ASSEMBLEE
NATIONALE
COMPTE RENDU
ANALYTIQUE OFFICIEL
Session ordinaire de 2004-2005 -
75ème jour de séance, 185ème séance
2ème SÉANCE DU MERCREDI
23 MARS 2005
PRÉSIDENCE de M. Jean-Louis
DEBRÉ
La séance est ouverte à
quinze heures.
QUESTIONS AU GOUVERNEMENT
VENTES À LA DÉCOUPE
Mme Annick Lepetit -
Voilà des mois que nous vous alertons sur le problème des
immeubles vendus appartement par appartement par des marchands de biens
ou des fonds de pension, phénomène connu sous le nom de
vente à la découpe. Cette spéculation
immobilière chasse de nos villes des milliers de locataires que
les prix exorbitants empêchent d'acheter leur logement. Les
effets sont dévastateurs : l'offre de logements locatifs
diminue, la hausse des prix s'amplifie et nos villes se vident.
Il y a cinq mois, Monsieur le ministre délégué au
logement, vous avez rejeté, avec Jean-Louis Borloo, les
amendements des députés socialistes proposant des mesures
immédiates pour freiner cette spéculation. En
réponse à une question de mon collègue Patrick
Bloche, vous avez affirmé le 26 janvier que le problème
allait être réglé rapidement, puisqu'il suffisait
pour cela d'un simple décret. Nous sommes le 23 mars : il
n'y a toujours pas de décret ! Or il y a urgence. La seule
solution d'effet immédiat, qu'attendent d'ailleurs les
locataires concernés, consiste à bloquer les
procédures en cours et à légiférer dans
l'urgence.
Nous vous demandons une nouvelle fois de décider dès
aujourd'hui un moratoire sur les ventes à la découpe et
de vous engager à soumettre au Parlement la proposition de loi
que le groupe socialiste a déposée. Vous avez les cartes
en main : allez-vous mettre un coup de frein aux ventes à
la découpe ? (Applaudissements
sur les bancs du groupe socialiste)
M. Marc-Philippe Daubresse,
ministre délégué au logement et à la ville -
Le parti socialiste fait montre d'une audace créatrice dont il
était dépourvu lorsqu'il siégeait dans la
majorité ! (Interruptions
sur les bancs du groupe socialiste ; applaudissements sur les
bancs du groupe UMP)
Le problème des ventes à la découpe est
posé depuis que M. Besson a, à juste titre, pris des
mesures pour protéger les personnes les plus modestes et les
plus fragiles. Dois-je vous rappeler sans vous faire injure qui est le
principal opérateur à la manœuvre en région
parisienne ou qui est le principal maire de la région
lyonnaise ? Ce sont vos amis ! (Interruptions sur les bancs
du groupe socialiste ; applaudissements sur les bancs du groupe
UMP) Pour ma part, j'ai dit ce que je ferai et je fais ce que j'ai dit.

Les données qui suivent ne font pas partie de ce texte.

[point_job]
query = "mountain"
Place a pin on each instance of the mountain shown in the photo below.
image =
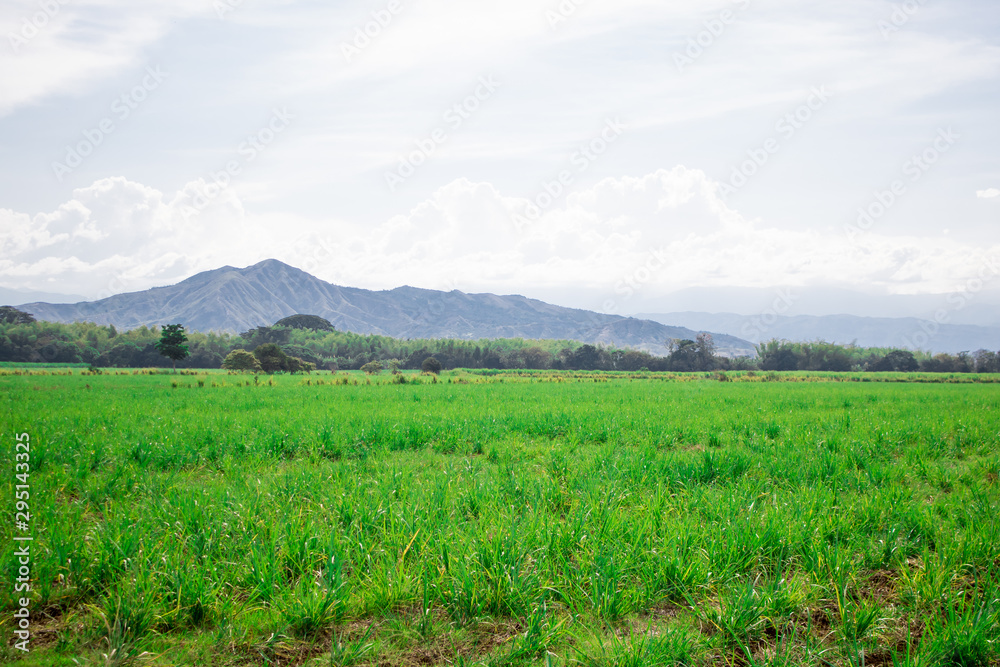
(980, 303)
(900, 332)
(13, 297)
(234, 300)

La commission nationale de concertation entre les locataires et les
propriétaires s'est réunie la semaine
dernière : un accord a été trouvé pour
protéger les personnes de plus de 70 ans et les
catégories intermédiaires, c'est-à-dire les
personnes dont le revenu est inférieur à 6 300 euros
par mois. Nous ne protégerons pas les vedettes et les hauts
fonctionnaires qui bénéficient de privilèges que
vous n'avez jamais dénoncés, mais les plus modestes et
les plus fragiles.
Cet accord étant conclu, nous signerons le décret
dès la semaine prochaine. La loi « Habitat pour
tous » comportera également des dispositifs pour
lutter contre les abus et la spéculation. Ils pourront
s'inspirer des propositions de loi émanant de tous les bancs de
cette Assemblée : celle de votre groupe, mais aussi, par
exemple, celle de Mme Aurillac. (Applaudissements
sur les bancs du groupe UMP) Comme le dit un proverbe du Nord,
« grand faiseux, petit diseux » ! (Applaudissements sur les bancs du groupe
UMP)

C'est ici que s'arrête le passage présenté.